O secretário-executivo do Ministério da Saúde, Élcio Franco, afirmou que “não há intenção de compra de vacinas chineses” contra o Coronavírus. A afirmação foi feita quando a pasta anunciou uma negociação para adquirir 46 milhões de doses da CoronaVac, vacina desenvolvida pela farmacêutica chinesa Sinovac contra o Coronavírus.

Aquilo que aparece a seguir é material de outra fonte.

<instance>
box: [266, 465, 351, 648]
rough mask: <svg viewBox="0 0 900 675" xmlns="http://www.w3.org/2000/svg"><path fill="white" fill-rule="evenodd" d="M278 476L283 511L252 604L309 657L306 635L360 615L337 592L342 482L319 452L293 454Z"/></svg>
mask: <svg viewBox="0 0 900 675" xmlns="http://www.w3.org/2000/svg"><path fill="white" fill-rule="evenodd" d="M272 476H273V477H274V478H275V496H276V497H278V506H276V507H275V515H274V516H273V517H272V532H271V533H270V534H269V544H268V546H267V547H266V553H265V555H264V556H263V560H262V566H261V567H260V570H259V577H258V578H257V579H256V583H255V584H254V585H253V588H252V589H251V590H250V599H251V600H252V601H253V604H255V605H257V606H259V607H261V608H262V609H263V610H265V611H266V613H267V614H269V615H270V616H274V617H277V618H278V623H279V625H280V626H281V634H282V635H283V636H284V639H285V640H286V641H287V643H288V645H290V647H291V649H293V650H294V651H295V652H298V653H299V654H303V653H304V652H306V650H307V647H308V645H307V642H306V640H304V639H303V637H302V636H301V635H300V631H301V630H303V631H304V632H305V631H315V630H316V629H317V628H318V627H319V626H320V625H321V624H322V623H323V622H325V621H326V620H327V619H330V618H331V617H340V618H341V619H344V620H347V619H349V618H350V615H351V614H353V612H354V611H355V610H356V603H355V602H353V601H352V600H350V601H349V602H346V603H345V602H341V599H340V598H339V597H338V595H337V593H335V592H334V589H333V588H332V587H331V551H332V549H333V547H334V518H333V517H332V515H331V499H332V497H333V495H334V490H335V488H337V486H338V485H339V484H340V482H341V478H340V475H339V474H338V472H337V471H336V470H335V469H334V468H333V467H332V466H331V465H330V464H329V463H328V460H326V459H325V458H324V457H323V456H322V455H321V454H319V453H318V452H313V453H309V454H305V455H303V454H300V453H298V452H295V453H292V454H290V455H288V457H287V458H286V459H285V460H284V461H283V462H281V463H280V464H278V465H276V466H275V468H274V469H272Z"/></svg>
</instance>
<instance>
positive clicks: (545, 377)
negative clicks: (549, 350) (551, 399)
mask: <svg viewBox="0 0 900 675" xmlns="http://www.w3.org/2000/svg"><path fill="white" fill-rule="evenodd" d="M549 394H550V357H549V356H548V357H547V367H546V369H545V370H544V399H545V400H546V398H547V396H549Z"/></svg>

De acordo com o secretário, não houve qualquer compromisso com o governo de São Paulo ou seu governador no sentido de aquisição de vacinas. Tratou-se de um protocolo de inscrição entre o Ministério da Saúde e o Instituto Butantan, sem caráter vinculante. As declarações vão na contramão de uma nota divulgada na terça-feira (20) pelo próprio Ministério da Saúde, que anunciava a intenção de compra.

O texto previa a edição para disponibilizar R$ 1,9 bilhão para a aquisição. Segundo o texto, além das vacinas adquiridas da AtraZeneca e Covax, o Governo Federal assinou protocolo de intenções para a compra de 46 milhões de doses da Butantan-Sinovac, após negociações com o Instituto Butantan.

Para tanto, será editada uma Medida Provisória para disponibilizar R$ 1,9 bilhão. O Ministério da Saúde já havia anunciado o investimento de R$ 80 milhões para ampliação da estrutura do Butantan. Nesta terça-feira (20), o governo federal fez um anúncio da intenção de compra, depois de uma reunião do Ministro da Saúde, Eduardo Pazuello, com 27 governadores.

O ministro afirmou que a pasta enviou uma carta ao Instituto Butantan, na qual se comprometeria a adquirir as vacinas fabricadas até o início de janeiro. O Butantan tem um contrato com a Sinovac de fornecimento de doses e de transferência de tecnologia da CoronaVac. O contrato do instituto com a Sinovac prevê que a farmacêutica envie 6 milhões de doses da vacina já prontas até dezembro, enquanto as outras 40 milhões teriam o processamento finalizado no Butantan. De acordo com Dimas Covas, diretor do Butantan, até o final do ano o instituto teria as 46 milhões de doses prontas.

O contrato para transferência de tecnologia previa que o instituto pudesse fabricar as vacinas em território brasileiro a partir de 2021. O governo paulista também anunciou a previsão de adquirir mais 15 milhões de doses até fevereiro de 2021, chegando ao total de 61 milhões com verba própria. A expectativa era que, com o dinheiro do governo federal, mais 40 milhões fossem adquiridas, chegando a 100 milhões até maio de 2021.